Otizmli bireylerin sağlık ve rehabilitasyon ihtiyaçlarını sağlamak için kurulan Otizm Vakfı, yaz kursuları otizmli çocukları, sporla ve güzel sanatlarla rehabilite ederek, sosyal hayata kazandırmaya çalışıyor.
Otizmli bireylerin sağlık ve rehabilitasyon ihtiyaçlarını sağlamak için kurulan Otizm Vakfı, yaz kursuları otizmli çocukları, sporla ve güzel sanatlarla rehabilite ederek, sosyal hayata kazandırmaya çalışıyor.

Yaz okulunda eğitim alan 13 otizmli çocuğa, yaşam becerileri kazandırmak için spor çalışmalarından resme, kil ve seramik çalışmalarına kadar pek çok alanda kurs veriliyor. Spor çalışmaları, Gazi Üniversitesi Spor Merkezi'nde, diğer etkinliklerle ilgili kurslar ise Başkent Üniversitesi Güzel Sanatlar Fakültesi'nde gerçekleştiriliyor.

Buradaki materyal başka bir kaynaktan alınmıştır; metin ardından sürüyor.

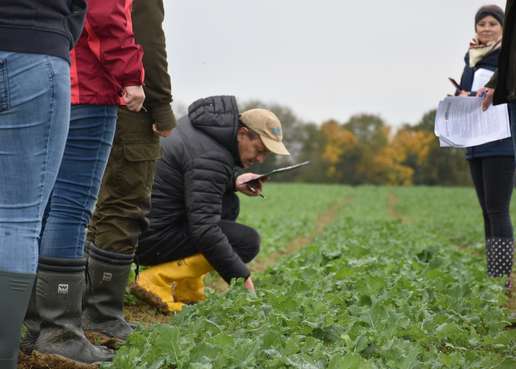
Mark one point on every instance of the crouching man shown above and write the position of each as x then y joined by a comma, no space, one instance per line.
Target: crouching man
193,227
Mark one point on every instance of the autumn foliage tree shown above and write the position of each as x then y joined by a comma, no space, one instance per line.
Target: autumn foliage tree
366,150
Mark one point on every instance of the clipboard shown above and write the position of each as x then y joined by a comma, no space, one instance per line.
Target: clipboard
278,171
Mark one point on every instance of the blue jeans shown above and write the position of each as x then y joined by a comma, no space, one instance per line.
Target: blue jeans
92,128
34,118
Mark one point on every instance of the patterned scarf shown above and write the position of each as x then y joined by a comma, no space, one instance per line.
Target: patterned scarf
477,51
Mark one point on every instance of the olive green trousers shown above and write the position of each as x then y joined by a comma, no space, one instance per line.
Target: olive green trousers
121,212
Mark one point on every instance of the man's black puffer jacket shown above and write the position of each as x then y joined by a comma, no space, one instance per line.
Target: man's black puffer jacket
194,175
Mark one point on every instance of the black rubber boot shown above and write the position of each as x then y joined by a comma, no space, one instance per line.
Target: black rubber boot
104,299
59,292
31,324
499,256
15,290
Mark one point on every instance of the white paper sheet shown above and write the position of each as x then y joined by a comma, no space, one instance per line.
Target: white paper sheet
460,122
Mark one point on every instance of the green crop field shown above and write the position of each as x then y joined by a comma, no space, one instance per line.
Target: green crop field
355,278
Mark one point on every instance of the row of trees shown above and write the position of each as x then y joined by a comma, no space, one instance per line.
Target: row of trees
366,150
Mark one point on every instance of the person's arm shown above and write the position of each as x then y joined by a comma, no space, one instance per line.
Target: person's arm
75,20
206,180
148,18
112,41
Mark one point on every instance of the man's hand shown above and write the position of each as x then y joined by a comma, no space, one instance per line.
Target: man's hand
250,189
488,94
165,133
133,97
248,283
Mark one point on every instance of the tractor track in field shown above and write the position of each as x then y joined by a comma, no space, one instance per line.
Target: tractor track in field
323,221
392,204
261,264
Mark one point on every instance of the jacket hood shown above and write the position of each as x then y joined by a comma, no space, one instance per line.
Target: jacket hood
217,117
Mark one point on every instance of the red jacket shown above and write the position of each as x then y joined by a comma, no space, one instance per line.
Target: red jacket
106,58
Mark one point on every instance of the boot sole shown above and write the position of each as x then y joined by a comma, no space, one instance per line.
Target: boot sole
149,298
101,339
39,360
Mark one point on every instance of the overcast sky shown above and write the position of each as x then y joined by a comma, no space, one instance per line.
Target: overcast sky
324,59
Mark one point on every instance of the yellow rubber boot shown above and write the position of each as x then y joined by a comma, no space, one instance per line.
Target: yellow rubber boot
155,288
190,290
154,285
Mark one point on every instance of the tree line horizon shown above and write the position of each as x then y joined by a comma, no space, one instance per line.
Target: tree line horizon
365,150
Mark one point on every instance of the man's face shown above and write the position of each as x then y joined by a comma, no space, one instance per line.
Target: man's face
250,147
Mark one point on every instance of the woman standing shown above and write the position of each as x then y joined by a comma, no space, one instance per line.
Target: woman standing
491,164
36,38
107,71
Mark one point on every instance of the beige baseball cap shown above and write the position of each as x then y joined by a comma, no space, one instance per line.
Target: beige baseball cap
267,125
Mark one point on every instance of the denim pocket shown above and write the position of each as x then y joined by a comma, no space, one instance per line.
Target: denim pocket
4,88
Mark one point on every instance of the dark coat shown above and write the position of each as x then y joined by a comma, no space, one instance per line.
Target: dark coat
504,81
495,148
41,26
148,16
193,177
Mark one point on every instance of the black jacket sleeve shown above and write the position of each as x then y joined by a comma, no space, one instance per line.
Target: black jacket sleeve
206,181
75,21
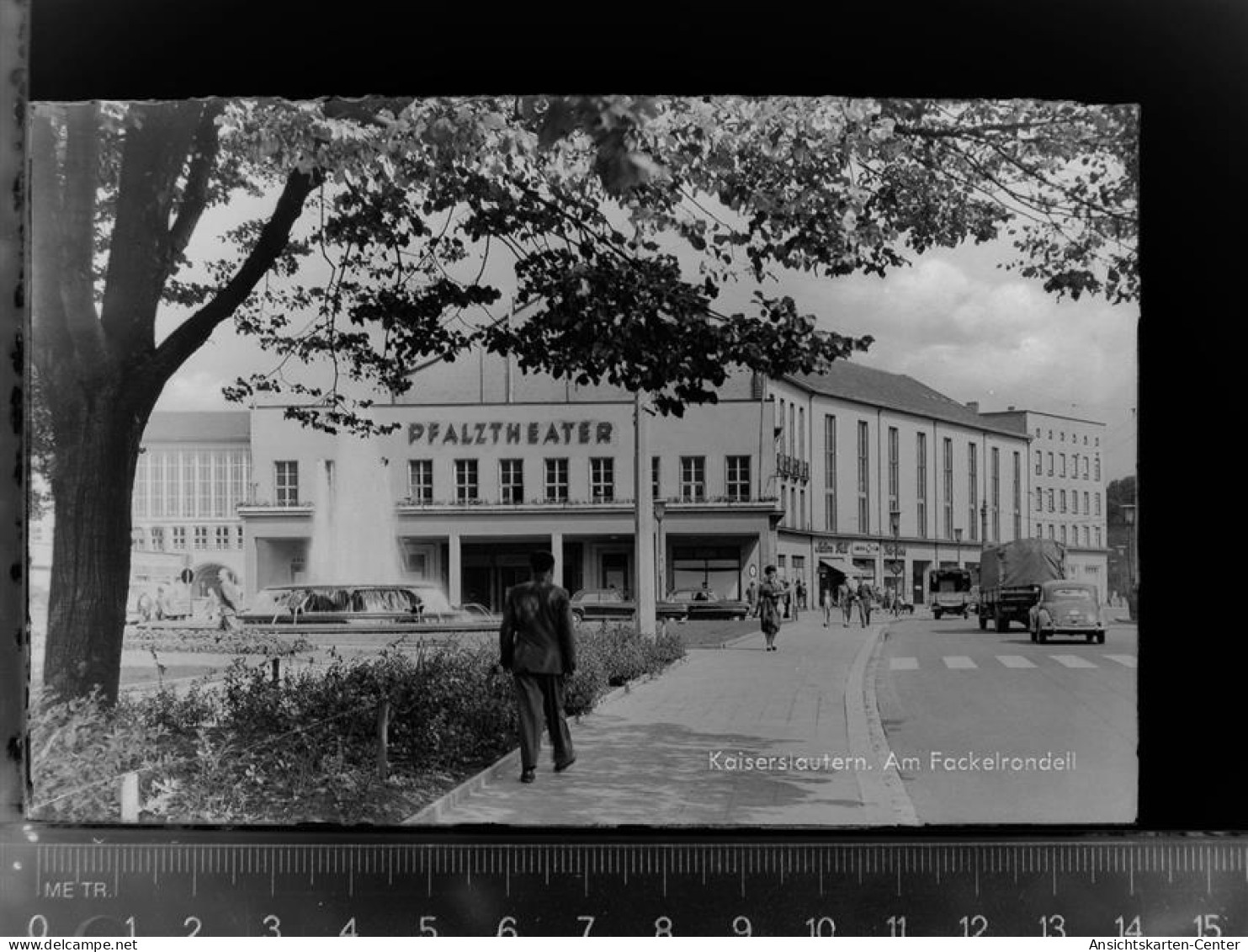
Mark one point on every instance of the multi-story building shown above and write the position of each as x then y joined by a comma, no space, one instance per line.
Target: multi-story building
858,445
194,472
850,473
1067,488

Haftanın 5 günü devam eden kurslara çocukların ilgisi yoğun. Sosyal çevrenin içindeki kurslarda çocuklar, hem becerilerini geliştiriyor hem de hoşça vakit geçiriyor. Ailelerin yakından izlediği etkinlikler, uzman öğretmenler gözetiminde yürütülüyor. Çocuklarının her gün yeni bir şeyler öğrenmesi aileleri de mutlu ediyor.

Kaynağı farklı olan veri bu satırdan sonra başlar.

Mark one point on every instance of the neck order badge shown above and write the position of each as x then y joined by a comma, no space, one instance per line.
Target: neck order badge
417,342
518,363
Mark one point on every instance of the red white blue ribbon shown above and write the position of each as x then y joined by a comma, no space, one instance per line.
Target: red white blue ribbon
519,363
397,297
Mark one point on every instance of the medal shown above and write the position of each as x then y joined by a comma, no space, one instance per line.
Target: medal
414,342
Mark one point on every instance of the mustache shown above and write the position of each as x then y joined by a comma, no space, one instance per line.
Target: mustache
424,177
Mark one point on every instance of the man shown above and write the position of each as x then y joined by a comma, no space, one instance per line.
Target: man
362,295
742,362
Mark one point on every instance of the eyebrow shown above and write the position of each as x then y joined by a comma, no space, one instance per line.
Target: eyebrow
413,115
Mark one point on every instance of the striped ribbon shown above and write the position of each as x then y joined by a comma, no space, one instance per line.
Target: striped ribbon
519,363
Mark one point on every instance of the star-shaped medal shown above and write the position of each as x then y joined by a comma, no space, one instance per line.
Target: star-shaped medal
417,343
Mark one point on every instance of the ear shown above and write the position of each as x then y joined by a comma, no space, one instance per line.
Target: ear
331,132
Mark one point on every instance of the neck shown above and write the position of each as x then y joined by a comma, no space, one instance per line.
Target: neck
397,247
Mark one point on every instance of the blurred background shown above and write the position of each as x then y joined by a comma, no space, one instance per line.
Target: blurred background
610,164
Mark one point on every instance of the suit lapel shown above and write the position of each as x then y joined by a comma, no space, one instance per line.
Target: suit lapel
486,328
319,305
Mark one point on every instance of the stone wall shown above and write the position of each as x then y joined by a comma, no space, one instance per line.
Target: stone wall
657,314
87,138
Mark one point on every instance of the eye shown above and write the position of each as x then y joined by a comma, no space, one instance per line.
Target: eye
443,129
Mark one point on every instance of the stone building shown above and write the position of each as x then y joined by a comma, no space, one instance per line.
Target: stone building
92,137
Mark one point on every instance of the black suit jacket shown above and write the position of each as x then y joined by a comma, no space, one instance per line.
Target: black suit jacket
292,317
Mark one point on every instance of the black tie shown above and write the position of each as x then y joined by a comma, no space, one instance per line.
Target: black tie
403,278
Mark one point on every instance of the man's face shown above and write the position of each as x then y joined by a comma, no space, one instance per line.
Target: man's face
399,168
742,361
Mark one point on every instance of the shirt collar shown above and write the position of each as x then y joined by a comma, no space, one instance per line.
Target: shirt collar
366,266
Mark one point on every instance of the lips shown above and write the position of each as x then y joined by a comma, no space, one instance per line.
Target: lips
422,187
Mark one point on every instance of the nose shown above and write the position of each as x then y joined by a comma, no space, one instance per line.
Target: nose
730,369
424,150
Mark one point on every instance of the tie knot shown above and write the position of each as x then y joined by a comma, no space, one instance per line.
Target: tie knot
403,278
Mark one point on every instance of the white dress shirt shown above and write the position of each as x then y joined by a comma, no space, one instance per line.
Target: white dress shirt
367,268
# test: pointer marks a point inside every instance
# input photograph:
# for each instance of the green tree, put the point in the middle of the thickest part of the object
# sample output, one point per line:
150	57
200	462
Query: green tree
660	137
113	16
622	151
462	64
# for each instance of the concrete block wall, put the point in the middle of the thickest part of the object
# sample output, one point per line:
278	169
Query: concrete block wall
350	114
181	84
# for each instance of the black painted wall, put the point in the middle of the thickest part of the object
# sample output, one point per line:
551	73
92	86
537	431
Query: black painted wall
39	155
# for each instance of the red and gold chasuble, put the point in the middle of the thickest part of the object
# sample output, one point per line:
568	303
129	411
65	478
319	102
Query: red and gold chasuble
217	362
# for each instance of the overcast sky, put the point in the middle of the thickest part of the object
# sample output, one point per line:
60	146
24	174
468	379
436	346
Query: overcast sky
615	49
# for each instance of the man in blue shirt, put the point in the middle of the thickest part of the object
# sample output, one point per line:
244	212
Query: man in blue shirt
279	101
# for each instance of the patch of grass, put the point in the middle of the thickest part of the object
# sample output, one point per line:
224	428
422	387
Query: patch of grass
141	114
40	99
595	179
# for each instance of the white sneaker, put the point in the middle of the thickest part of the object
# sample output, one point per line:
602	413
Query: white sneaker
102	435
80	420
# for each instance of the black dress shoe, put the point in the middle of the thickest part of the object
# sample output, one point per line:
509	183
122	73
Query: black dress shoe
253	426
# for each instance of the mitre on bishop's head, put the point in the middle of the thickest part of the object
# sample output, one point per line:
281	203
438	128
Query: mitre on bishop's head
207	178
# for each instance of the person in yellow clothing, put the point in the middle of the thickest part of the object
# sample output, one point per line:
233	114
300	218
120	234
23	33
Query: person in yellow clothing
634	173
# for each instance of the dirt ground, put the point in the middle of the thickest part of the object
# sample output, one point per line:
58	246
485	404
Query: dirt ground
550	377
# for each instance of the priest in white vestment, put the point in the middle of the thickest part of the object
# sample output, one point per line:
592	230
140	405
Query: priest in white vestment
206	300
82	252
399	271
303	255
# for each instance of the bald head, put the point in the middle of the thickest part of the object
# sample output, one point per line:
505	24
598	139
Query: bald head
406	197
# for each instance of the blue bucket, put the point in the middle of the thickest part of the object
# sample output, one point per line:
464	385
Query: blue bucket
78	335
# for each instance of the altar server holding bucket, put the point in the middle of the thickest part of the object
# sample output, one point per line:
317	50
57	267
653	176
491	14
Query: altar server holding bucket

OTİZM VAKFI BAŞKAN YARDIMCISI CENGİZHAN SONEREN
Otizm Vakfı Başkan Yardımcısı Cengizhan Soneren, “Amacımız otizmli çocukları topluma kazandırmak, sosyalleştirmek. Biz de bireyiz, toplumun kabul gören bir bireyiyiz. Eğer toplum bizim gibi bireyleri tanır ve kabul ederse başta bizim evlatlarımız ve aileler bütün sosyal ortamlarda rahat edeceğiz. O yüzden sosyal bir çevre içinde yapıyoruz bunu. Şu anda havuzu kullanıyoruz. Bizim çocuklarımızla diğer bireyler iç içe, hem kaynaştırma oluyor, hem de bizim çocuklarımız normal bireyleri model alarak birlikte hareket ediyorlar, böyle bir özelliği var” diye konuştu.

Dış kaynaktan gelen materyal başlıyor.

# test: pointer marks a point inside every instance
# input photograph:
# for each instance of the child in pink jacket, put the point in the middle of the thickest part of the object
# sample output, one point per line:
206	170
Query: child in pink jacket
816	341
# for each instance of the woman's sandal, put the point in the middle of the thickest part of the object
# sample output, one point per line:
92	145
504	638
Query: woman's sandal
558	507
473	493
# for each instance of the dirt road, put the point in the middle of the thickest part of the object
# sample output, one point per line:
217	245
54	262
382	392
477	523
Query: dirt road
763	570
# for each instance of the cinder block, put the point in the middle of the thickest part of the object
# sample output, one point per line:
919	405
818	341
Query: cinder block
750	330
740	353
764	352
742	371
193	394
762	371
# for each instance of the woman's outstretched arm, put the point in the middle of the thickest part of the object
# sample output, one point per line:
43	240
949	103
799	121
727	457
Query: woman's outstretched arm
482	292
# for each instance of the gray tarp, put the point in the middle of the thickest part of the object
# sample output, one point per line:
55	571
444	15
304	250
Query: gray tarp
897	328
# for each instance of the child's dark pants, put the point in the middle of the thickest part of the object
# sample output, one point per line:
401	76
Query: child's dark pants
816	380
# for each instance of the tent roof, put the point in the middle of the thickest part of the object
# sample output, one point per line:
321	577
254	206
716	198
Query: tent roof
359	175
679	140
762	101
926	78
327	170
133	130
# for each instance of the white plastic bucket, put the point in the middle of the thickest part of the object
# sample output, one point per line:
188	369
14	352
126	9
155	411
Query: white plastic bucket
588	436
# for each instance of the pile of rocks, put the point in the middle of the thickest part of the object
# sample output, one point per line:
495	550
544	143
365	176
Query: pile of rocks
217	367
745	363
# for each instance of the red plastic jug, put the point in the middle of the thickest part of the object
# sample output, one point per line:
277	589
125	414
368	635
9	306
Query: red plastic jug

Çocukların günlük yaşamlarını anlamlı bir şekilde doldurmak istediklerine dikkati çeken Soneren,”Programımız yemekle başlıyor. Bundaki amacımız bir takım yaşam becerilerini öğrensinler. Yemekten sonra bir öz bakım ve dinlenme... Ufak bir yürüyüşten sonra esas çalışmalar başlıyor. Üç gruba ayrılan çocuklar, salon, tartan pistte yürüyüş ve fitness çalışmaları uyguluyor. Daha sonra da çocuklar havuza girerek yüzüyorlar. Sadece burası değil. Başkent Üniversitesi Güzel Sanatlar Fakültesi'ne gidip seramik ve resim çalışmaları yapıyorlar” ifadesini kullandı.
Soneren, yaz okulunun çocuklar üzerinde gözle görülür önemli bir etkisinin olduğuna vurgu yaparak, toplumla kaynaşma sağlandığını, çocukların diğer bireylerle yaptığı çalışmalarda davranış problemleri sergilemediğini söyledi.